What does it mean that Fitzgerald met with the chief judge? Hard to say. However, he would have to do so to extend the life of the current grand jury, which expires on Friday, or to ask to empanel an entirely new one.
One thing to keep in mind: Just because Fitzgerald would want to extend the life of his grand jury does not mean that he is not about to soon bring charges. Even if the sitting grand jury were to bring charges, Fitzgerald would still want a grand jury to continue to hear evidence.
Why? He might want to bring charges against a potential defendant now, as he considers additional charges. Or there is always a possibility that a potential defendant... once convicted, might "flip" and later implicate someone else. I'm not saying that is the case here, but that is routine in federal criminal white collar investigations.
But don't take my word for anything! This morning, when I spoke to Josh, I told him that I thought it would be a massive waste of time to stake out the grand jury room near the federal courthouse. There would be so many reporters there, there was no way he would score an exclusive of some kind... Obviously, if I know so little about journalism, how could I know much about the law?
Below are excerpts from Josh's story:
Prosecutor Meets With Chief Judge
Could Signal That Fitzgerald Is Seeking Extension
BY JOSH GERSTEIN - Staff Reporter of the Sun
October 26, 2005
WASHINGTON—The federal prosecutor investigating the alleged involvement of White House officials in the leak of a CIA operative’s identity spent most of the lunch hour today meeting with the chief judge of the federal district court in the nation’s capital, Judge Thomas Hogan.
As reporters massed outside an elevator lobby leading to the grand jury rooms, the special prosecutor, Patrick Fitzgerald, apparently slipped out a back exit to conduct the noontime meeting with Judge Hogan.
Mr. Fitzgerald declined to comment as he and a colleague emerged from the judge’s chambers just before 1 p.m.
The prosecutor’s visit to the chief judge could signal that Mr. Fitzgerald wants to continue his investigation, either by extending the term of the current grand jury or begin presenting evidence to a new jury. The grand jury that has heard witnesses in the leak case was set to shut down on Friday.
Under federal law, most grand juries are limited to two years. The present one appears to be reaching its legal time limit, but because of the secrecy surrounding the process it is difficult to know for certain.
Prosecutors involved in the politically-sensitive probe met with grand jurors for about three hours this morning, before wrapping up business at the courthouse for the day.
There were also other reasons to expect that the investigation, once believed to be concluding this week, may continue.
It was not clear why Mr. Fitzgerald chose to use a back stairway or elevator to reach his session with the chief judge, but if he took the usual route he would likely have been followed by a parade of journalists who gathered at the courthouse to await predicted indictments in the case.
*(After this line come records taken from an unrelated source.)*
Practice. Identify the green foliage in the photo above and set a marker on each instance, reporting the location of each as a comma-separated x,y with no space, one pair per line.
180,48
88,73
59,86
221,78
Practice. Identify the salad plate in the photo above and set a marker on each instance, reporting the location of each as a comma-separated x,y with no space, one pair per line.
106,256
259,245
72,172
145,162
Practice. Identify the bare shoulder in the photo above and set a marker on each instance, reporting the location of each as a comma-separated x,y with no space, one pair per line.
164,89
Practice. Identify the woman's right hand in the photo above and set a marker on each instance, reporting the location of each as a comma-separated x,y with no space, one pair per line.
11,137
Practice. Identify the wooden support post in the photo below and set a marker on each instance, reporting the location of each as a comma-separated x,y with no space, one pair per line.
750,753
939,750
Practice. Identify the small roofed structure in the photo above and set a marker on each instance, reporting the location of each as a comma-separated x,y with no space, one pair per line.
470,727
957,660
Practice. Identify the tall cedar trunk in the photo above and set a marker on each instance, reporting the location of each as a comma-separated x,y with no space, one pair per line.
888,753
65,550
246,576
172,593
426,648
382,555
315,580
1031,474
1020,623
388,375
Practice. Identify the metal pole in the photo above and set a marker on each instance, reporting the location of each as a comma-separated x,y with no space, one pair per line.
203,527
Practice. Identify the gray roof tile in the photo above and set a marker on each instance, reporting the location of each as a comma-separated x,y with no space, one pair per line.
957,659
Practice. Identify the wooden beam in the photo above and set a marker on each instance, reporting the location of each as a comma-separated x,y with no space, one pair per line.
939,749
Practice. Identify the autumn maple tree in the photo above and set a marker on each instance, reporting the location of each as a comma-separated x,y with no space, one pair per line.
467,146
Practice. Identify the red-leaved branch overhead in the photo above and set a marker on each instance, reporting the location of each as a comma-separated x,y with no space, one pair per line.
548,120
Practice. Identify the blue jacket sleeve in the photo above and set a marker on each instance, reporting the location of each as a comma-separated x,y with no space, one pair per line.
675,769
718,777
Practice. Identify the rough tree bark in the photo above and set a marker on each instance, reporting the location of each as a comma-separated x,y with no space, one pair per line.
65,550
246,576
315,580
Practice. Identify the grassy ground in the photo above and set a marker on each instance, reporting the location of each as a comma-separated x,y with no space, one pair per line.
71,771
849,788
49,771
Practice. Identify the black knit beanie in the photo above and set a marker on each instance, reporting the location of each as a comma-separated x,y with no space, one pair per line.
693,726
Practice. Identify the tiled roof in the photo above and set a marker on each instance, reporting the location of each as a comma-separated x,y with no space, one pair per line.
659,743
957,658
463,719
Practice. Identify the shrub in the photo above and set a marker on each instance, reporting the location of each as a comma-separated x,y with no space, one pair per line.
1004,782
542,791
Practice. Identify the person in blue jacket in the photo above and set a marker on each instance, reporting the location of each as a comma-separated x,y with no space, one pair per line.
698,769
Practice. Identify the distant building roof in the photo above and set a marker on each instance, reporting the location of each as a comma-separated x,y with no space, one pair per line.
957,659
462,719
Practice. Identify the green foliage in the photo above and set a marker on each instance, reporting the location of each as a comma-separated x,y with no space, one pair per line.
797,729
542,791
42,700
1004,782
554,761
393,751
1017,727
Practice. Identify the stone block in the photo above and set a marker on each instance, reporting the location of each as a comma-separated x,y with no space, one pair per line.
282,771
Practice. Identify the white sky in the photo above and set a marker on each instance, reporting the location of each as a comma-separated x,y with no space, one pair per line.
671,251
Reporters expressed bewilderment as Mr. Fitzgerald returned to the grand jury area without ever having appeared to have left.
In addition to the grand juries, Judge Hogan also oversees most of the practical aspects of running the courthouse. It is possible that Mr. Fitzgerald’s visit was to discuss how court personnel would cope with the indictment and arraignment of high-profile White House officials.
A former prosecutor who worked with Mr. Fitzgerald in New York said it was impossible to say for certain what the meeting was about.
“If he wanted to extend the grand jury, he’d have to ask the chief judge,” the ex-prosecutor, Joshua Berman, said. “It’s obviously a process that Pat is familiar with.”